Added the skeleton of code to make use of this, using the sealing CDI
as the input to the key derivation.
Bug: 214233409
Test: atest compsvc_device_tests
Change-Id: Iea7e82405072a31ae5f7ad64a9e894a970913219
diff --git a/TEST_MAPPING b/TEST_MAPPING
index c4ee878..6338c82 100644
--- a/TEST_MAPPING
+++ b/TEST_MAPPING
@@ -14,6 +14,9 @@
},
{
"name": "art_standalone_dexpreopt_tests"
+ },
+ {
+ "name": "compsvc_device_tests"
}
],
"postsubmit": [
diff --git a/compos/Android.bp b/compos/Android.bp
index 401f1c7..8d0ba3b 100644
--- a/compos/Android.bp
+++ b/compos/Android.bp
@@ -2,8 +2,8 @@
default_applicable_licenses: ["Android-Apache-2.0"],
}
-rust_binary {
- name: "compsvc",
+rust_defaults {
+ name: "compsvc_defaults",
srcs: ["src/compsvc_main.rs"],
rustlibs: [
"android.hardware.security.dice-V1-rust",
@@ -36,7 +36,18 @@
shared_libs: [
"libbinder_rpc_unstable",
],
+}
+
+rust_binary {
+ name: "compsvc",
+ defaults: ["compsvc_defaults"],
apex_available: [
"com.android.compos",
],
}
+
+rust_test {
+ name: "compsvc_device_tests",
+ defaults: ["compsvc_defaults"],
+ test_suites: ["device-tests"],
+}
diff --git a/compos/src/blob_encryptor.rs b/compos/src/blob_encryptor.rs
new file mode 100644
index 0000000..ed4484e
--- /dev/null
+++ b/compos/src/blob_encryptor.rs
@@ -0,0 +1,132 @@
+/*
+ * Copyright 2022 The Android Open Source Project
+ *
+ * Licensed under the Apache License, Version 2.0 (the "License");
+ * you may not use this file except in compliance with the License.

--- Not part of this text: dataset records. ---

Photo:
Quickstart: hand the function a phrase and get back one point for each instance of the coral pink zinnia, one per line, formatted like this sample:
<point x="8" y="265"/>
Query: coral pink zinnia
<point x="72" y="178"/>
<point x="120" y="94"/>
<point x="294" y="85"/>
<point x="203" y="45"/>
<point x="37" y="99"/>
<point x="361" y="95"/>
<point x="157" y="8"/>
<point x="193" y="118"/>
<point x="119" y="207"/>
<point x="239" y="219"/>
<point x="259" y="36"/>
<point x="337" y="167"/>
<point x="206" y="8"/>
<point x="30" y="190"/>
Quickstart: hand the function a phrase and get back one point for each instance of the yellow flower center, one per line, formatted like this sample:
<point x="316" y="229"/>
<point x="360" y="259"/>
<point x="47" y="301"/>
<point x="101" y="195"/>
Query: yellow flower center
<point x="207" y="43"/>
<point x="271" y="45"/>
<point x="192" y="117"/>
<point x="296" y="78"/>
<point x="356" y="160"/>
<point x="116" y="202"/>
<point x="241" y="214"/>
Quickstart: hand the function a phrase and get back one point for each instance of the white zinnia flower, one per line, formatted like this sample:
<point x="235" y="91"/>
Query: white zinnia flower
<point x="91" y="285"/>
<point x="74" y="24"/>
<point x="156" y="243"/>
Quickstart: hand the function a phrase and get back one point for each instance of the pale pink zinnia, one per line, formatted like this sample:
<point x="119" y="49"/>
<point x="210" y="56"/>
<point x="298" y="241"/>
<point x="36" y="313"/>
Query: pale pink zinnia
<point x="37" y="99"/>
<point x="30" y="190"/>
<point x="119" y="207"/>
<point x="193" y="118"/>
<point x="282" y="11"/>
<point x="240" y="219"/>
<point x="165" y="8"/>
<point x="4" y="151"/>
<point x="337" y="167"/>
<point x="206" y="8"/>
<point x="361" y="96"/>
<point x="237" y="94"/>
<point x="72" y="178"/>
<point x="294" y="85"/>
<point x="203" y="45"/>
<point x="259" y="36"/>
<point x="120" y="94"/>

+ * You may obtain a copy of the License at
+ *
+ * http://www.apache.org/licenses/LICENSE-2.0
+ *
+ * Unless required by applicable law or agreed to in writing, software
+ * distributed under the License is distributed on an "AS IS" BASIS,
+ * WITHOUT WARRANTIES OR CONDITIONS OF ANY KIND, either express or implied.
+ * See the License for the specific language governing permissions and
+ * limitations under the License.
+ */
+
+//! Allows for data to be encrypted and authenticated (AEAD) with a key derived from some secret.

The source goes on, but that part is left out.